The strangest of the four initial Fusian releases, The Eight Immortals is structured into two parts. The first half episodically introduces us to the famous "eight immortals," god-like heroes who bring equilibrium to the world. Eschewing any narrative, the first half delivers to the audience a series of sensations: special effects, huang mei diao-style songs, martial arts, etc. The second half of the film is where it gets bizarre. The eight immortals team up for a struggle against blood-sucking demons. Just when you thought it doesn't get any weirder, the film rolls out fairies, possessed boar heads, torture devices, killer hawks, dwarves, and more.
But running deep within the weirdness is the hard-core conservative line typical of the government-owned studio CMPC. No matter if you're poor, as long as you're filial, respectful, and honest, the eight immortals will grant you love, health, and wealth. Oh, and in case you didn't know, the eight immortals are on the side of Taiwan in the struggle to win back to the Mainland.
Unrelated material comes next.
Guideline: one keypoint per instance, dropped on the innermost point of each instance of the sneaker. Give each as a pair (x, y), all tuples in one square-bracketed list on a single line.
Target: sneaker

Directed by Chen Hung Min, the editor of King Hu's legendary Dragon Inn, the film is more a series of playful parables and effects than a coherent story. The film presents itself that way: bracketing the plot are two magic lantern storytellers who narrate the tale of the eight immortals to an audience within the film. Magic lantern shows are known for trickery and sensation rather than storytelling, and The Eight Immortals itself, with its fascination with stop-motion and editing effects, becomes the cinematic reincarnation of traditional street performance.
The Fusian discs, with their faithful replication of the celluloid, warts and all, becomes the further reincarnation, bringing martial arts from the streets, to the theaters, and now into our homes.